新婚の特権で、バーナードカフェから1週間の休みをもぎ取った彼は、順の家に引っ越しの残りの荷物を運んだり、Juneの手伝いをしたりと甲斐甲斐しく働いていた。
「うわあ、ばっちり灼けて!」
3階の婦人服 “フルムーン”の店長木暮美和がやってきて、海の黒さに目を丸くした。
「順ちゃんはあんまり灼けてないわね。赤くなってすぐ褪めるタイプだ、羨ましい。ところで、結婚式の写メ、いる?」
「要ります、要ります!」
海は、美和の携帯を覗き込んだ。
「皆衣装すごかったんだね、こんなにチェックできなかったよ」
「ふふーん。木暮美和頑張りましたよ。古着屋さんに行ったり、貸衣装屋さんに行ったり、当日来た人にも貸し出したの。私のおすすめは、この里奈ちゃんのお兄さん」
「ああ、夏樹さんて言ったっけ」
確かに、里奈に面差しが似たかわいい顔立ちの彼は、昔のアイドルのようなフリフリのブラウスが良く似合う。
「木暮さん、ありがとう。ご苦労様でした」
「いいえ、楽しかったわ」
「木暮さんの携帯、画質いいよね」
海がどんどん写真を見ていくと。
「あ、これは、だめっ!」
美和が慌てたところで、海が携帯を取り上げる。

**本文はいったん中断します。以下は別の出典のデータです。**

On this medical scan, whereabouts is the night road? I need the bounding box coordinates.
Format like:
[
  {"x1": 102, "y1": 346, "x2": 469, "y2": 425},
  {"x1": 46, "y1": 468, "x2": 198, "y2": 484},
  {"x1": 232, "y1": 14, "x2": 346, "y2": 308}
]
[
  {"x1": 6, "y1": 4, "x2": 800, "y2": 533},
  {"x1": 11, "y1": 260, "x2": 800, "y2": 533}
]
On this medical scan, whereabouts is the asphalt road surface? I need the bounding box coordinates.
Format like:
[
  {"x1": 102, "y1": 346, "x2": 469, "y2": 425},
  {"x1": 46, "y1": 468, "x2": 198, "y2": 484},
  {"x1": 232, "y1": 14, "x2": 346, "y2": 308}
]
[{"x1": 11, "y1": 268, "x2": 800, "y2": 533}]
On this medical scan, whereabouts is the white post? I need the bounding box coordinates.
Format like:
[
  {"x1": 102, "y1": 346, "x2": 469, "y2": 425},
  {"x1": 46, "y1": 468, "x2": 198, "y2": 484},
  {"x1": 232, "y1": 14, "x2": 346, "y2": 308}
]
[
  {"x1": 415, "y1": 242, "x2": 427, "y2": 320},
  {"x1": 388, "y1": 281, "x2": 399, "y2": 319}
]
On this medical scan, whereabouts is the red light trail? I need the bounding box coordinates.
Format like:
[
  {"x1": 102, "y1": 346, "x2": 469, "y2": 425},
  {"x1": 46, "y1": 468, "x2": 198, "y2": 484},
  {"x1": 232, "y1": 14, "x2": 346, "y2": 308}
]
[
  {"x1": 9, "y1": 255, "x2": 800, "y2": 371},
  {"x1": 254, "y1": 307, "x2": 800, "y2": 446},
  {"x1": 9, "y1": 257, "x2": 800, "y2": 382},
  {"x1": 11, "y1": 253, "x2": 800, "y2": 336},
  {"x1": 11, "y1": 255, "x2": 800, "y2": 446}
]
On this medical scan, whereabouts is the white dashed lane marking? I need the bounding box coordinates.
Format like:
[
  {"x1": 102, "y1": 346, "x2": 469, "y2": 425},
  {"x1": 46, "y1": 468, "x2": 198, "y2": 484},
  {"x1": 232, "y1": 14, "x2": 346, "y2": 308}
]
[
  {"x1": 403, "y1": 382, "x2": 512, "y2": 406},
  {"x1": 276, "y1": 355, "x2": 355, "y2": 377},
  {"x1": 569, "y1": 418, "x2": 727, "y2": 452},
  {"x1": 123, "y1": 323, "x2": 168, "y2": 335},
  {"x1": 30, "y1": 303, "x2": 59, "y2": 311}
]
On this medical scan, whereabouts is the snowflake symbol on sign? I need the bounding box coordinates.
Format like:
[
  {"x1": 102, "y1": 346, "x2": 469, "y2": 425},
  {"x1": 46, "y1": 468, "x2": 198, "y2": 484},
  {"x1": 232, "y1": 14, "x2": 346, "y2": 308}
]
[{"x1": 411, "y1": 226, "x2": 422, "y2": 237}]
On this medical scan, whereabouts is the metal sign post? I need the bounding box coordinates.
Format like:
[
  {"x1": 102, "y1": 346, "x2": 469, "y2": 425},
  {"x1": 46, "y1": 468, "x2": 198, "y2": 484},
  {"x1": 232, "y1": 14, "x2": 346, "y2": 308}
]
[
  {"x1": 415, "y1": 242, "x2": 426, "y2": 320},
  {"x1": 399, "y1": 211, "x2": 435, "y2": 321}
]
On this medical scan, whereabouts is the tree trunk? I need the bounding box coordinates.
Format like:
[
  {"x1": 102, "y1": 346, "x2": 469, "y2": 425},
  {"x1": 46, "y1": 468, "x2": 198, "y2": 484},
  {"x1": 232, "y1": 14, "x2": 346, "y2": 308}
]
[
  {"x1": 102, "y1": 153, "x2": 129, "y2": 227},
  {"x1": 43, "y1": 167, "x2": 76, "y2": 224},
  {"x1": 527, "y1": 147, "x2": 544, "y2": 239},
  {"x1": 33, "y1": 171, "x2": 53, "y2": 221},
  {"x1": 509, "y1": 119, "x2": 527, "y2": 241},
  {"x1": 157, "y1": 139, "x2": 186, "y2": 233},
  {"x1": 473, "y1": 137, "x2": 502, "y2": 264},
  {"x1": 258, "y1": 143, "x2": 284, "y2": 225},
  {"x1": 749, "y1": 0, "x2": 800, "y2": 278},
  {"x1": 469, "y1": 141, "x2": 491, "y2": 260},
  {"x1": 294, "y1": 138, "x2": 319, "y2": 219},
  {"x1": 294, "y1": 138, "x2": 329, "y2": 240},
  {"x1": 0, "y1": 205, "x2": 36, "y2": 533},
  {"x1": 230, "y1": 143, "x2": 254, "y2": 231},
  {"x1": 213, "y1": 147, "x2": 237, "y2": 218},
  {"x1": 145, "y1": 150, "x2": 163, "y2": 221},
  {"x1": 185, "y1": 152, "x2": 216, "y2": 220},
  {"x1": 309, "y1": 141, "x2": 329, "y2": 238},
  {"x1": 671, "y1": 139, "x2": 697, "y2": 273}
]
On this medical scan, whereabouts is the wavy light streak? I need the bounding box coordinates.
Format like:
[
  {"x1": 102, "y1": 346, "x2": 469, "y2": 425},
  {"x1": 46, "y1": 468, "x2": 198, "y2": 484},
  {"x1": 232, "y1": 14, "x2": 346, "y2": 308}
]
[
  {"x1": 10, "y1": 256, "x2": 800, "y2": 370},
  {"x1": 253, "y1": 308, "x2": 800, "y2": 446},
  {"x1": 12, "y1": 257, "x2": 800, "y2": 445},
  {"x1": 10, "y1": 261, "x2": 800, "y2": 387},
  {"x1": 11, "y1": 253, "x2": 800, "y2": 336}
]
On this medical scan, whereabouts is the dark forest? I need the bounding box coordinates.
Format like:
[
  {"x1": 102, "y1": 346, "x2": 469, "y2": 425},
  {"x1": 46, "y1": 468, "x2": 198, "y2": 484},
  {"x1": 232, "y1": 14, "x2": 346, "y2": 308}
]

そこには美和の彼である森が、上半身裸で寝ている写真があった。
「おお、セクシー。火曜の朝の隠し撮りですか。木暮さんもなかなかキテるね」
「な、なんで月曜の夜、森さんが泊まりに来るって知ってるの?」
「当てずっぽう。ひっかかった!」
海は楽しそうに笑った。
「とりあえず、結婚式の写真は皆送ってくれます? 木暮さんの彼の写真は遠慮しとく」
「はいはい」
美和が写真を送信していると、
「青木海さん、こちらですかー?」
荷物を持った宅配便の男が現れた。
「あ、はーい」
どすん、と下ろされた荷物は重そうで。
「いつの間にこんなたくさん、お土産買ったの?」
順は段ボールを開ける海を覗き込んだ。
「はい、これ木暮さんと智ちゃんとこに。紅芋タルトとちんすこう。誠也さんとこにも後で持っていこう。それと賢さんと千春さんには泡盛」
海がごそごそと出してくるが、順には気になることがあった。
「海……泡盛、多くない?」
海はにっこり笑って、
「うちの親父の分もあるよ?」
と言う。
「それでも、いったい何本あるの?」
明らかに多いそれは、もしかして。
「順さん、泡盛好きになったでしょう? また『家飲み』しよ?」
いたずらな瞳が輝く。こんなところで、何言ってるの! 順は酔った自分の痴態を思い出し、一挙に赤くなった。
「あーら、ラブラブねえ。ん? 順ちゃん、すっごく赤いけどどうしたの?」
「何でもないでーす」
と海がとぼける。順はぱちん、と海の腕を叩いた。
「何だ、順。穏やかじゃないな」
父親の賢がふたりを覗き込んだ。
「賢さんは新婚旅行どこ行ったの?」
美和の答えに、賢は片目をつぶって、
「もったいなくて、教えてやれないな」
と笑う。
「いいわねえ、どちら様もお熱いことで」
「いえいえ、木暮さんも負けてないでしょ」
ふと窓の外を見れば、ぽつりぽつりと傘の花が咲いている。
「あら、また雨だ。お客さん来ないかなあ」
「でもまあ、雨もないと。恵みの雨だよ」
賢は雨に合う曲をかけようと、レコード棚を探った。
雨の日は、優しいあの人の気配がする。
Juneの幸せの6月はずっと、続く。
Fin
これで海と順の話はおしまいです。また別のカップルが書けたらお目にかけたいと思います。それまで、しばしごきげんよう、なのです。読んでいただきありがとうございました。